Having defended my noble friend, I shall part company slightly with some of the points she made—but only in one small regard. My noble friend spoke of a council—we do not know which one it is, but that does not really matter; it is illustrative—whereby the numbers were fixed in time, and that led, as the result of a revaluation, to an exceptionally high contribution rate. I do not want to trespass on the next group of amendments, but I will return to this idea. My noble friend almost came to a point where she wanted to deny—she did not say this, but I took it this way—that we should have some sort of stabilisation. I want to talk for stabilisation in the periods between revaluations in the LGPS.
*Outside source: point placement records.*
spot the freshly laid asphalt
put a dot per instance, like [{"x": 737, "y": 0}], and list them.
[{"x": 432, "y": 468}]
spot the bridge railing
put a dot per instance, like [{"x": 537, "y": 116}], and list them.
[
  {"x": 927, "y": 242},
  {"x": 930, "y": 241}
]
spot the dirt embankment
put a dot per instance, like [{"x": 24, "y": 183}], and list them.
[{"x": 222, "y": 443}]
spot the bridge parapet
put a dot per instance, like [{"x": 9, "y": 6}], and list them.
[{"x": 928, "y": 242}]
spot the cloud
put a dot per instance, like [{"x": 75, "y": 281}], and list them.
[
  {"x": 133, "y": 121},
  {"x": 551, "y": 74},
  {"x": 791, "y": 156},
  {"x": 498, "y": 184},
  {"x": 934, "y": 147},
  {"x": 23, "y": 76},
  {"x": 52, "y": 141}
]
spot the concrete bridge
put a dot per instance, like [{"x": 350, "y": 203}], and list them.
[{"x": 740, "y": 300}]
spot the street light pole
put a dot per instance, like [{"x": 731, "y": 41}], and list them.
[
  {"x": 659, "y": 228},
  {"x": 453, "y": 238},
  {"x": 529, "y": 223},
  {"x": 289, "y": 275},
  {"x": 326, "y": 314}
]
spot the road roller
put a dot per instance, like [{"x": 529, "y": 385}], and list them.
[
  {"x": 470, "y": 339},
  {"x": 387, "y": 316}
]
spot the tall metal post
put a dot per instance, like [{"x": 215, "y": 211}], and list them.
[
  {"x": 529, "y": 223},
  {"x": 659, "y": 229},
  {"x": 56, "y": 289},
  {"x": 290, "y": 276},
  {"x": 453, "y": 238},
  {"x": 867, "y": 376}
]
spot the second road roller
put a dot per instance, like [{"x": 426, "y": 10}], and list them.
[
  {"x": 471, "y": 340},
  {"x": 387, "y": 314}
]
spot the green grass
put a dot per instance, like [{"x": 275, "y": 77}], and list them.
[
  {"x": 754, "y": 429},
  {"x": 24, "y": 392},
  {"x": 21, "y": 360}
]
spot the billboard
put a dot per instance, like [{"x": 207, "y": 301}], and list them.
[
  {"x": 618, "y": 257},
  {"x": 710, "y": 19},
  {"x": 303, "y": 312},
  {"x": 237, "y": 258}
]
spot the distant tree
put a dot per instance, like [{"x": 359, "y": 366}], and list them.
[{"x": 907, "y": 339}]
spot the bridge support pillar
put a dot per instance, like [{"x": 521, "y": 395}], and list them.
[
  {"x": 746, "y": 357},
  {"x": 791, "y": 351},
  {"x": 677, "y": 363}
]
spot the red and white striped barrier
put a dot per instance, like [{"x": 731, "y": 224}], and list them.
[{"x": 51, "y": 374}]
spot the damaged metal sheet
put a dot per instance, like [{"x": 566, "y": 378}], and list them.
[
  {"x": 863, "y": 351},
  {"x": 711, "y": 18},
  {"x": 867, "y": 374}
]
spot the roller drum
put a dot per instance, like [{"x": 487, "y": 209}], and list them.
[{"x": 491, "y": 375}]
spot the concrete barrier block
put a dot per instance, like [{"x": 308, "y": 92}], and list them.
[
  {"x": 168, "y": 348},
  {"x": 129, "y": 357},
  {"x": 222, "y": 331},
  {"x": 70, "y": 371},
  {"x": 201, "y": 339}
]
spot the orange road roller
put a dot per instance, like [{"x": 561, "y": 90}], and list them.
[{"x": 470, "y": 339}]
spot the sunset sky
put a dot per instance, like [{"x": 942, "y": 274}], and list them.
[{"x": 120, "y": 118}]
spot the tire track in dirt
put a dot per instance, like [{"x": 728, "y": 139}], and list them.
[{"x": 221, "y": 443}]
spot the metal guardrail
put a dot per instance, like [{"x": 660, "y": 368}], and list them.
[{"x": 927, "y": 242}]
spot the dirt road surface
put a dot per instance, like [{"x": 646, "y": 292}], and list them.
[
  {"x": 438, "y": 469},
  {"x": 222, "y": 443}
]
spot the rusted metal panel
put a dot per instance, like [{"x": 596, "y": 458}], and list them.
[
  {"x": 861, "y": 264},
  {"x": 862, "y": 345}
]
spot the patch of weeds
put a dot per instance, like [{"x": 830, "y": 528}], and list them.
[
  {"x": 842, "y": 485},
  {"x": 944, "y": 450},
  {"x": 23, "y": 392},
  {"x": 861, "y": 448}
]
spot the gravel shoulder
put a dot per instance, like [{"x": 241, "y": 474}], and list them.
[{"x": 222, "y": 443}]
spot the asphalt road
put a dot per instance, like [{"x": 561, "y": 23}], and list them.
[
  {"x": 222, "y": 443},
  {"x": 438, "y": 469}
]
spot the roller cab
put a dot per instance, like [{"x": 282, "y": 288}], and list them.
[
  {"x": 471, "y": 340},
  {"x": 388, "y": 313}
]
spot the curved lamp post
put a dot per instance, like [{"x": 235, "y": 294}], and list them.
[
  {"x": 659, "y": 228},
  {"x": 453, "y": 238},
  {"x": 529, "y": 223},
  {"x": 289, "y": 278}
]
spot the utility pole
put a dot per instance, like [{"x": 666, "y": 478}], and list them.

We have done this in our scheme in Norfolk, so you avoid the peaks and the troughs. There is a stabilisation method whereby you take, if you like, a floating average over a number of things to give stability in the public finances. I accept that, as my noble friend said, if you have these huge differences—and it is not small change; you have to find lots of money—if it is overly variable every three years, that is not conducive to the public good. So I shall speak in favour of stabilisation, which is partly to do with longevity risk, which is referred to in Amendment 16.

The noble Lord, Lord Davies, accurately stated that the LGPS valuation that is currently under review was dated 31 March 2025—10 months ago. I am sure that noble Lords do not need reminding that, on the very next day, the President of the United States announced a whole load of trade barriers and the stock market fell like a stone. You might say that the LGPS got away with it. Had the President made his announcement just one day earlier, those reductions in stock market values would have been crystallised in a much less favourable outcome than we hope will be the case, or are expecting, for this current valuation.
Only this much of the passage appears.